Throughout my time studying abroad I have encountered some form of globalization everyday, especially because I am studying in a first world country that has trade deals with many other countries. One of the most glaring examples of this is that Switzerland is a part of the Schengen Area which is what allows me to pass from one European country to the next without having my passport stamped. This fits in perfectly with Robins definition of globalization, “Globalization is about mobility across frontiers”. Robins goes on to explain that mobility includes, people, goods, money and ideas. Every time I watch a show on Netflix I am participating in globalization because that show was made in the US and is now being broadcast across the world. Just last night I was eating dinner at a restaurant and was curious about the supposed Tuscan water I was drinking. Although it said it was bottled in Florence, the company that it came from was Nestle Inc. which is one of the largest companies in the world and owns loads of food and drink companies from one country to the next.
Although Robins piece, The Global Transformations Reader is very in favor of globalization, the movie The Travels of a T-shirt in the Global Economy was very anti-globalization. For example, Robins quotes Salman Rushdie who says, “The transformation that comes of new and unexpected combinations of human beings, cultures, ideas, policies, movies, songs; a bit of this and a bit of that is how newness enters the world.” This is a very common idea in today’s world where the blending of cultures and idea is encouraged in order for us to have one global identity rather than many individual identities. In stark contrast to this the movie expresses strong contempt for globalization and this was made abundantly clear in the final part of the movie. The movie cuts from shot to shot of local Zambians saying things like, “Globalization isn’t the solution for Zambia”; “The free market is failing there”; “We need to be more concerned with people than capital”. What this tells me is that Zambia, and other impoverished nations need more help than they need generated revenue. The narrator of the documentary continuously talks about the creditors in Zambia who will likely never get their money back. A possible way to end this problem is through more schooling that will give the people of Zambia and similar countries marketable skills that they can use to generate more revenue for themselves. The problem with this is, as the director mentioned, people cannot expect to get their money back. This is a long process that will take many years and possibly several generations before a population can be seen as self-sustaining.

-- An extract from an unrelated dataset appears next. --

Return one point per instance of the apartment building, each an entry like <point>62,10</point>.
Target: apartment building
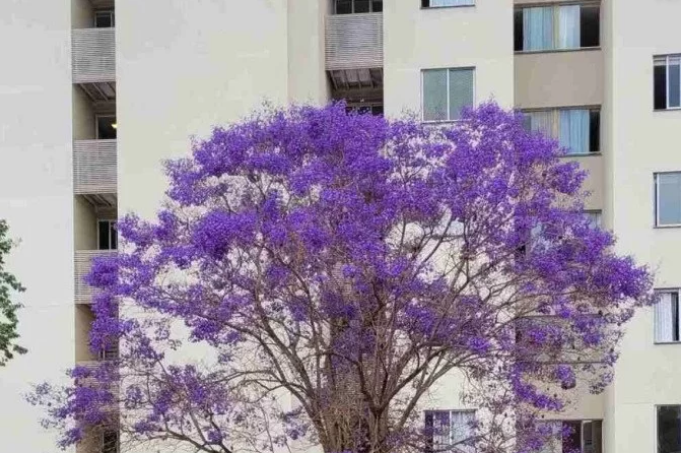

Only then should a country and market like Zambia be concerned with entering fully into globalization because right now they are unable to contribute and are only being taken advantage of. It is interesting to see these two different points being made and while neither one can be faulted they are both applicable to different situations and in the same way people shouldn’t be generalized, neither should markets or countries, they all have different needs.
Referring back to our definition of a global citizen I do think something needs to be added in relation to the book we read and movie we watched. Currently the definition is “All people around the world living by and fighting for similar social values and basic rights…” I think what should be added is, “…with respect to the needs and wants of different cultures and countries.” I think this would help countries like Zambia who do not currently need globalization to function and yet it seems like globalization is being pushed everywhere around the world. Taking out some of the generalization in the definition would help address what is required and where.
-Robins, K., 2002. Encountering Globalization. In: C. Held & A. McGrew,
eds. The Global Transformations Reader. Cambridge: Polity. Ch. 20.